East Asia

‘Very strong’ Typhoon Ampil buffets Japan’s Pacific coast

TOKYO: A “very strong” typhoon buffeted Japan’s Pacific coast with fierce winds and heavy rain on Friday (Aug 16), forcing the cancellation of hundreds of flights and trains in the Tokyo area and leaving over 2,000 homes without power.

Located about 170km south of Tokyo, Typhoon Ampil was packing gusts of up to 216kmh as it headed northeast, the Japan Meteorological Agency said.

The eye of the typhoon was not expected to make landfall, instead barrelling northeastward up the Honshu coast and skirting the Tokyo region, home to around 40 million people, before heading back into the Pacific from Saturday.

The JMA rated the weather system as “very strong”, one notch below its highest category of “violent typhoon”, with maximum wind speeds of 195kmh.

The agency warned people to be “on high alert for violent storms, tidal waves, landslides, flooding in low-lying lands, and river floods”.

Risk of heavy rains-linked disasters will increase through Friday night in the Kanto area surrounding Tokyo and through Saturday morning in the northern Tohoku region, it said in a statement.

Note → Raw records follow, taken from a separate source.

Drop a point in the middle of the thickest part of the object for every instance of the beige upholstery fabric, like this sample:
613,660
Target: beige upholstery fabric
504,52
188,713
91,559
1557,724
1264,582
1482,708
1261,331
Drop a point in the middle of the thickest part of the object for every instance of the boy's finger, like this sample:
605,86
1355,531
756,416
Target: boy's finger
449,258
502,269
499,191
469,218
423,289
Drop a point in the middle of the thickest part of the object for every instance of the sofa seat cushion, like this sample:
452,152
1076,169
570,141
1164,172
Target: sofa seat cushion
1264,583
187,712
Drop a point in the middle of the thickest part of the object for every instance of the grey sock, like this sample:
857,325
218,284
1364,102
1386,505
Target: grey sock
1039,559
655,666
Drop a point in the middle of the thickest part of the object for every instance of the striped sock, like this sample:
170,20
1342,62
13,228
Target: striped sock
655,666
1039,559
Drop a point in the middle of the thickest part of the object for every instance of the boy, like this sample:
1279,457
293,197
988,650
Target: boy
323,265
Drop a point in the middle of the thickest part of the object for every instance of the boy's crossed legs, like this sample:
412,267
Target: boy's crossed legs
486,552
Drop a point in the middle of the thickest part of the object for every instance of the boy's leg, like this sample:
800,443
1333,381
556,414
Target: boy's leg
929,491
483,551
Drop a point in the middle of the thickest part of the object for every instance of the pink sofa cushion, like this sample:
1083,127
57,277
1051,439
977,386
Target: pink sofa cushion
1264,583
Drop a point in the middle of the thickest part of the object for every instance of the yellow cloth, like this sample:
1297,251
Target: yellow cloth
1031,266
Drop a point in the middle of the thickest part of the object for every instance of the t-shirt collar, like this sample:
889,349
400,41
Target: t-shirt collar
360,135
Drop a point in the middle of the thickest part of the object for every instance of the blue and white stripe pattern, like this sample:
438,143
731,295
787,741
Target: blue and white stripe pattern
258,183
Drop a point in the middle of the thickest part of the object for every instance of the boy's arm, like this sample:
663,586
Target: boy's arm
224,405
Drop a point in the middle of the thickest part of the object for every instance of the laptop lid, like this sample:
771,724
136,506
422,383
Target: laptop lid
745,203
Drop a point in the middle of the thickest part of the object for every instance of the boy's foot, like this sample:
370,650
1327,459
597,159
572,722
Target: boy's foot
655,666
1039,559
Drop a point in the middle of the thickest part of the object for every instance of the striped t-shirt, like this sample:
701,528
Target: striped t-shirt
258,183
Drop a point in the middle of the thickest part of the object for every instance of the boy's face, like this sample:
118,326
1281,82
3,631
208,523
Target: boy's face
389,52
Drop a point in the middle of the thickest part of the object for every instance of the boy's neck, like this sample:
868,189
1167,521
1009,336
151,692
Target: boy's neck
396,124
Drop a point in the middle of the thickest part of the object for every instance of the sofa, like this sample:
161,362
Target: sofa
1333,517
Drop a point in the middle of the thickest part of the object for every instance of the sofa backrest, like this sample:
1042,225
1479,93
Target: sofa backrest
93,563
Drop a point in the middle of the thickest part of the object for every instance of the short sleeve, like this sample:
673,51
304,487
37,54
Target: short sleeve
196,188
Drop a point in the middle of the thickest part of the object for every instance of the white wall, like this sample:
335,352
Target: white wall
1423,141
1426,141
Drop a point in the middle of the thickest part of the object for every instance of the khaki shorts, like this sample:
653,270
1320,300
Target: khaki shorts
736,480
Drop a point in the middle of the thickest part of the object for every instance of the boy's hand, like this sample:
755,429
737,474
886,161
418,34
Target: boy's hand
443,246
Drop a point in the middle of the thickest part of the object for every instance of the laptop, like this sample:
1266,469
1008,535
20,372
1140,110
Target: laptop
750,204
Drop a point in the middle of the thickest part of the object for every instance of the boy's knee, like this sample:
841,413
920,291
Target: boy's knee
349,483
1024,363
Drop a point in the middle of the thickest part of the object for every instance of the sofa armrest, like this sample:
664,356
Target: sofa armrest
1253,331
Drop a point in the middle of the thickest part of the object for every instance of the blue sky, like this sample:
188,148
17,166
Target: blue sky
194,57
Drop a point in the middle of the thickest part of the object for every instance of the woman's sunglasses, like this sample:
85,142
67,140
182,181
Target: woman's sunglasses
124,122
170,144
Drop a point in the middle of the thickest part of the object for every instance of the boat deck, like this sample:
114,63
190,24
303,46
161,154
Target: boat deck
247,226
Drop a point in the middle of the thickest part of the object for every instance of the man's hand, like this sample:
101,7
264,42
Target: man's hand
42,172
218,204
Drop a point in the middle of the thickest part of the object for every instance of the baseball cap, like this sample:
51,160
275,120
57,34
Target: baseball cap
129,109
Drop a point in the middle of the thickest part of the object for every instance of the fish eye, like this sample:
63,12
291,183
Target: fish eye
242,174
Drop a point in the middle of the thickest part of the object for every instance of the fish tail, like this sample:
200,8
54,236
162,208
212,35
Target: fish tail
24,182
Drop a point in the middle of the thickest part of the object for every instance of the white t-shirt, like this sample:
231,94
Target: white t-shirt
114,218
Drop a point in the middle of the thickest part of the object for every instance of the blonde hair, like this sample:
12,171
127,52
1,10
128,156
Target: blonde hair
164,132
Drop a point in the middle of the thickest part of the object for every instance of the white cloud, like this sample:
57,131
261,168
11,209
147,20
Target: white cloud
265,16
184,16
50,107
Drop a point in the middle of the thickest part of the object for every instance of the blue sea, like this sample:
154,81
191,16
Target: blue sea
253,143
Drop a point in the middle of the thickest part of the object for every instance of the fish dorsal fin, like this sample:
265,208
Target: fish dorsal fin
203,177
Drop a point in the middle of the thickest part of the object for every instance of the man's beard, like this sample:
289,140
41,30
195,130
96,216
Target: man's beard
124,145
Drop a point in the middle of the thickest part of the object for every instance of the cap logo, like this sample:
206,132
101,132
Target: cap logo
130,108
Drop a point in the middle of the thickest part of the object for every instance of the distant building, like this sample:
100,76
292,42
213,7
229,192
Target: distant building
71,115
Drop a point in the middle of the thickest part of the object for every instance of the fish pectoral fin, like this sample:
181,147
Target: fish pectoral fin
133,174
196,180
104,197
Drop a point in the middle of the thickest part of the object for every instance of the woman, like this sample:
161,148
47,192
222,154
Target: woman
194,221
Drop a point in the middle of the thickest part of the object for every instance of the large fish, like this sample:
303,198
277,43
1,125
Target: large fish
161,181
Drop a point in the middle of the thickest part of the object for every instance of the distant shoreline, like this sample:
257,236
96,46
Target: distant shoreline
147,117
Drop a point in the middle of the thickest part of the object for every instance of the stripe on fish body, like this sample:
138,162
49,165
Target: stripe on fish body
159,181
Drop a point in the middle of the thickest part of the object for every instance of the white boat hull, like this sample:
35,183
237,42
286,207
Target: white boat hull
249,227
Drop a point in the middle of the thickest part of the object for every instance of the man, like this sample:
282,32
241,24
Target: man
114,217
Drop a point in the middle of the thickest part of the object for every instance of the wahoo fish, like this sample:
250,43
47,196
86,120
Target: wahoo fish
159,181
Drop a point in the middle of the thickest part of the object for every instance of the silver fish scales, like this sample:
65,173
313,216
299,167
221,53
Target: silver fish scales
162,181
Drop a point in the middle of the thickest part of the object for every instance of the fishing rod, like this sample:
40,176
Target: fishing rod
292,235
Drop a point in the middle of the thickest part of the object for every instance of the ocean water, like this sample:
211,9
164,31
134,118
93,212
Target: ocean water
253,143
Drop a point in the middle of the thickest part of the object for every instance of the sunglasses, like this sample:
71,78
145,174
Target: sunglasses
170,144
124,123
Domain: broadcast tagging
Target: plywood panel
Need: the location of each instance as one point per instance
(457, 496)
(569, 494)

The US military’s Joint Typhoon Warning Center forecast maximum sustained wind speeds of 195kmh by 3am Saturday (1800 GMT Friday) off the coastal Chiba region east of the capital.

More than 18,000 people were advised to evacuate in Chiba prefecture east of Tokyo, the Fire and Disaster Management Agency said in a statement.

Some 2,000 households in Tokyo’s neighbouring prefectures, mainly Chiba, were without power as of Friday afternoon due to the typhoon, according to the utility operator.